Calling it a “pretend pay wall,” Daily Caller reporter Peter Tucci describes a bunch of different ways to get around the new plan that the New York Times is calling “Digital Subscriptions.” We learn from Tucci that the wall is fully breached by social media:
Here’s how it works: non-subscribers can view up to 20 articles a month for free. They can also — free of charge — view up to 25 articles a day that they find through search engines and an unlimited number of articles that they find via blogs and social networking sites like Facebook and Twitter. . . .

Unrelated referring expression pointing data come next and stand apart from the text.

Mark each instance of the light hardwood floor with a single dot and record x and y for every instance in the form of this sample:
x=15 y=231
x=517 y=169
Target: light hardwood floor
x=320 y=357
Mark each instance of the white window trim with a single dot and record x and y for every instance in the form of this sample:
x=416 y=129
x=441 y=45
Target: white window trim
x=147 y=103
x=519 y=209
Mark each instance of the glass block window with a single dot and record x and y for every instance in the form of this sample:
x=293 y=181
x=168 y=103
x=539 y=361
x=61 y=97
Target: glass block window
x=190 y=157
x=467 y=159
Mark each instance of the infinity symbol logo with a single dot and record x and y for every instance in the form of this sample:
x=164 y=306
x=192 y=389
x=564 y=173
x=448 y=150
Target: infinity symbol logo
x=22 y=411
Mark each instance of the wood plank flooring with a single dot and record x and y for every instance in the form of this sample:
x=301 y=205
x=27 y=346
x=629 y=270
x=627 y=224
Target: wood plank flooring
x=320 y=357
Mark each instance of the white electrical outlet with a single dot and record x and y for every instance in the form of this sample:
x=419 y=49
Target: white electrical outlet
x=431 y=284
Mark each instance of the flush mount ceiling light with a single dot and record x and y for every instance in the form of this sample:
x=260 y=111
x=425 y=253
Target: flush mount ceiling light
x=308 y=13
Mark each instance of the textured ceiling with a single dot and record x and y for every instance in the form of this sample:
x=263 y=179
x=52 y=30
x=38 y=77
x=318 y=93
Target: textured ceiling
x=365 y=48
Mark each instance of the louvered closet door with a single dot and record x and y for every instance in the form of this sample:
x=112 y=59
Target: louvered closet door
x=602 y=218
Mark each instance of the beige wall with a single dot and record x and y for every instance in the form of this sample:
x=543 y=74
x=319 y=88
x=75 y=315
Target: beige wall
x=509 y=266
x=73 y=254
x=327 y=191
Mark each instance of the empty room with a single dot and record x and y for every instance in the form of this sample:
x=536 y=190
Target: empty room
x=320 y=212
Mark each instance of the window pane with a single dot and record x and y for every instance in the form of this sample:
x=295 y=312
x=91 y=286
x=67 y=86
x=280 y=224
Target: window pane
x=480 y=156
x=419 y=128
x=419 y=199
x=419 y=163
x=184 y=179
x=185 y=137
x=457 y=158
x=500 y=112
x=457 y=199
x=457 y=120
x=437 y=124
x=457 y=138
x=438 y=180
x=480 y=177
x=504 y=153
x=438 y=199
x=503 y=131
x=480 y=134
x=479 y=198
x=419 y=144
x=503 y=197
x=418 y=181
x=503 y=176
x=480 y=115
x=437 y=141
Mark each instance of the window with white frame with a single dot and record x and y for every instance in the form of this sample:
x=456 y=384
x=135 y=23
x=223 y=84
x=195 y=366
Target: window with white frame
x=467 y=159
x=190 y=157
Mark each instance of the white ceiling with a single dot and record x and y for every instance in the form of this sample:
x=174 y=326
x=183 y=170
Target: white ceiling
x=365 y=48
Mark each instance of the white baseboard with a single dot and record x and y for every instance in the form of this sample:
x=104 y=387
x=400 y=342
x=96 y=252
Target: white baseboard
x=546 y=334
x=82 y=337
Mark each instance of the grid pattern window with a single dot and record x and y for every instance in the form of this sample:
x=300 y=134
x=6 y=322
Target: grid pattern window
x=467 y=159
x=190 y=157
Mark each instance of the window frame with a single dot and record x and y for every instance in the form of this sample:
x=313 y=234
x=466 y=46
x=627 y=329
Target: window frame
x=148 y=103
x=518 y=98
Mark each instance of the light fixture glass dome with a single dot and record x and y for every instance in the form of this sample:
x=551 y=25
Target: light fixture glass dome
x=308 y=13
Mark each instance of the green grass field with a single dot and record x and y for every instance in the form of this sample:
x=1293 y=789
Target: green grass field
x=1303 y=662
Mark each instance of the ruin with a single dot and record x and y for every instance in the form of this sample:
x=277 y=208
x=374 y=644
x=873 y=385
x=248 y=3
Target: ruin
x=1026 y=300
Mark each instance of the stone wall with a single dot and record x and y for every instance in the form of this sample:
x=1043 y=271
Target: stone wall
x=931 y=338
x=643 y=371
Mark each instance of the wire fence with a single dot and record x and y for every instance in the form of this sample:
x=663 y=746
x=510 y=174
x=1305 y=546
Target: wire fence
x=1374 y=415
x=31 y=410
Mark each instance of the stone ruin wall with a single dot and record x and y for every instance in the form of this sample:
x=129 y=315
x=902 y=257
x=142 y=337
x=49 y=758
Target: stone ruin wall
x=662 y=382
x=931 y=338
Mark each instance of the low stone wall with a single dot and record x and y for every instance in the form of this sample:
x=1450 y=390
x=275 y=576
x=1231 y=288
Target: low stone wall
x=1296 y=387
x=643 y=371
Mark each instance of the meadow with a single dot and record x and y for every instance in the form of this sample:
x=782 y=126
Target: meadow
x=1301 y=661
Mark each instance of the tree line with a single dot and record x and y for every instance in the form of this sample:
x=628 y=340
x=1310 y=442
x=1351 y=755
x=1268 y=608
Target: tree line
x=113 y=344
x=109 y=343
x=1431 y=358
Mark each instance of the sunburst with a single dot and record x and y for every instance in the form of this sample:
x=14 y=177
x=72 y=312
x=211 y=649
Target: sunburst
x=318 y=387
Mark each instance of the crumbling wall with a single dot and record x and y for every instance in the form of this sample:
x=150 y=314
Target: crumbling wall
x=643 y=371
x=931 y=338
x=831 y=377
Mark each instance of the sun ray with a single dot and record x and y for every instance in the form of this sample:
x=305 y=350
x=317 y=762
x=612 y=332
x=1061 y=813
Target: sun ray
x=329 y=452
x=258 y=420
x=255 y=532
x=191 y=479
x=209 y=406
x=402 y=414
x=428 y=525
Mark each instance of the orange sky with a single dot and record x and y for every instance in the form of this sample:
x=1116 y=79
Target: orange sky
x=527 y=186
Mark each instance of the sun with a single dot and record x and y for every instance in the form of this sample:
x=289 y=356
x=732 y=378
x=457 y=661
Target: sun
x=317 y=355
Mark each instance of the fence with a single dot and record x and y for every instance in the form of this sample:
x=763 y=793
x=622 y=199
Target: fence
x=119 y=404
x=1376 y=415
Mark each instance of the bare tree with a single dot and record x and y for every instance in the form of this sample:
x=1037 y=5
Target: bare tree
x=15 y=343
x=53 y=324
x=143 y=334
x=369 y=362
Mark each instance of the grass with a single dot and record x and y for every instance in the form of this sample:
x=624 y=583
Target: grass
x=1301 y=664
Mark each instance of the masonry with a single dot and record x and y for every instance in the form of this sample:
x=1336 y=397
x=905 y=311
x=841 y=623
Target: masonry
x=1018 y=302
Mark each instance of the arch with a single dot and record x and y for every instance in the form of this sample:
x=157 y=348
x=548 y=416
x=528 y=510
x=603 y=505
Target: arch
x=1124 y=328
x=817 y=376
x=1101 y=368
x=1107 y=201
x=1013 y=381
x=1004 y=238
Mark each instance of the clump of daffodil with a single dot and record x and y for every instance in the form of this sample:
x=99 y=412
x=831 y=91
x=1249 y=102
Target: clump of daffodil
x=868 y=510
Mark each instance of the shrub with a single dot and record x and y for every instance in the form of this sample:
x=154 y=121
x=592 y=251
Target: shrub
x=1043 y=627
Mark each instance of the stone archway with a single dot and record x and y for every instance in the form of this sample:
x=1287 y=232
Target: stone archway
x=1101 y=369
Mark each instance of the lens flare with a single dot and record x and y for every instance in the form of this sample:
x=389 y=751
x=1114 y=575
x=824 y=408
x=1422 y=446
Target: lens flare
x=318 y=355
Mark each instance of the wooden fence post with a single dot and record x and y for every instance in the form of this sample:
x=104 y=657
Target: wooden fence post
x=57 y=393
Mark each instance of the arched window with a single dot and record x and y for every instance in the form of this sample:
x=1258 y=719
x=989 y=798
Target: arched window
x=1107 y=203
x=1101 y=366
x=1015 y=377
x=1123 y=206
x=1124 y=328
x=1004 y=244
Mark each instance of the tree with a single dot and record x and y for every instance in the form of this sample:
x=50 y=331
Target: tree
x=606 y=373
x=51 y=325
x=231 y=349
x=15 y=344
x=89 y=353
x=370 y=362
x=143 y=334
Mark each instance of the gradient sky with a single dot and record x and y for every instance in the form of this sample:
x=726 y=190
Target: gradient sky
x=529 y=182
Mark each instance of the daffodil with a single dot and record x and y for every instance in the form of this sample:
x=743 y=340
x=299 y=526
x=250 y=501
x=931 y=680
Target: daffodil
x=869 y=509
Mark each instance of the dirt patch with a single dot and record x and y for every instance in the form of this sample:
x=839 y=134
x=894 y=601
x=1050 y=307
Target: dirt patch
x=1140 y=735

Thanks to the social media loophole, non-subscribers can follow Twitter feeds that link to every article that The New York Times publishes. . . .[emphasis SmartMobs]
Is it smart to let the social media mob in for free? Times will tell (pun intended). Tucci opines that it won’t be smart folks who cause the pretend pay wall to be lucrative:
The Times’s pay wall targets two groups: readers who feel guilty about consuming free journalism and readers who don’t realize how easy it is to bypass the pay wall.















Comments
@ 17:21
Hi Judy,
Social media and the world wide web make it easy to obtain lots of free information.
People may not realize they’re violating terms or policies.
An alternative to the “pretend pay wall” might be to allow readers to peruse current events at no cost. The New York Times could then focus on using mobi apps to make up for the lost income.
This would improve The Times’s reputation with the public and possibly save legal fees trying to enforce the digital subscriptions.